Atomic dark matter would behave much otherwise than dark matter composed of only a single particle. Most significantly, easy dark matter would have a really difficult time clumping up, only doing so slowly over a whole bunch of hundreds of thousands of years. Normal matter collects in those smooth pools of dark matter to form galaxies, but otherwise, the 2 lead separate lives. Atomic dark matter, nevertheless, could form its own shadowy galaxies — disk-like structures that mimic the dimensions and layout of visible galaxies.
A team of astrophysicists used this intriguing possibility to simulate the evolution of galaxies and see what observable differences might arise. They allowed the atomic dark matter to evolve based on its own forces after which examined how those latest structures would affect visible galaxies through the brand new arrangement of gravity. They published their leads to the net preprint database arXiv in April.
Related: If dark matter is ‘invisible,’ how will we realize it exists?
Stellar sabotage
The researchers found that even a small amount of atomic dark matter — as little as 6% of all of the dark matter within the universe, leaving the remaining to be easy — was enough to radically alter the evolution of galaxies. Since the atomic dark matter could interact, it could easily clump together by losing energy through the emission of some type of dark radiation. The simulations revealed that a “dark disk” quickly appeared inside each galaxy, with the spin of the disk closely matching that of the visible, normal components.

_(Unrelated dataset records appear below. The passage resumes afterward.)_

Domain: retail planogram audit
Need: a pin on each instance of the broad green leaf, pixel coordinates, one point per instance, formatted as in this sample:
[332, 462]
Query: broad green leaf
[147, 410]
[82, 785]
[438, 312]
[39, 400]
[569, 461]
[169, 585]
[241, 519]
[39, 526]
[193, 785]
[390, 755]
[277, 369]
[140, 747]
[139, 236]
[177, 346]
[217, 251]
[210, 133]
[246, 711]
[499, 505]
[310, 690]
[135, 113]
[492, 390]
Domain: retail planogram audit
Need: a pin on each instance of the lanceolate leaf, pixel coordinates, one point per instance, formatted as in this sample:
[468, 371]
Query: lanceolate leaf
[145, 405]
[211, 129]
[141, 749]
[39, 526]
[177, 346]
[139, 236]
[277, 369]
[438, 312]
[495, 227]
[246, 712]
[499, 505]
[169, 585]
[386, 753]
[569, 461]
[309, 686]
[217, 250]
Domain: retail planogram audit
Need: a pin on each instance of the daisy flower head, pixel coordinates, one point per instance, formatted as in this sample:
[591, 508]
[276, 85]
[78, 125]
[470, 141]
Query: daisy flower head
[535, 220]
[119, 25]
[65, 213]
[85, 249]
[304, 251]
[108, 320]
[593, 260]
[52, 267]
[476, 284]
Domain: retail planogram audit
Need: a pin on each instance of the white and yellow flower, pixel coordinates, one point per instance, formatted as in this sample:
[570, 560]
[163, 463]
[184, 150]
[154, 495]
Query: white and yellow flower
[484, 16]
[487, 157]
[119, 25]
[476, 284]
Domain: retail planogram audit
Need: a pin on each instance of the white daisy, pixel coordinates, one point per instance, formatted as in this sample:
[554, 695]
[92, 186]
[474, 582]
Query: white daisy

From there, the atomic dark matter continued to clump, identical to normal gas clumps into clouds and, eventually, stars. Within the simulation, the atomic dark matter formed dark stars of its own and will even trigger the formation of its own black holes. Those clumps then sank into the core of the galaxy, where the density increased.
With all that extra gravity, star formation within the cores of galaxies kicked into overdrive, producing stars at a much faster rate than in galaxies with easy dark matter. These simulations actually ruled out some models of atomic dark matter, because those models caused their galaxies to expire of recent material for making stars far too quickly.
But some models survived current observational limits, allowing for the continued possibility of atomic dark matter. The researchers hope that further theoretical and experimental studies will make clear the plausibility of this intriguing type of exotic matter. For instance, because atomic dark matter clumps so efficiently, we’d have the ability to identify dense, star-like clumps with upcoming gravitational microlensing studies with NASA’s Nancy Grace Roman Space Telescope.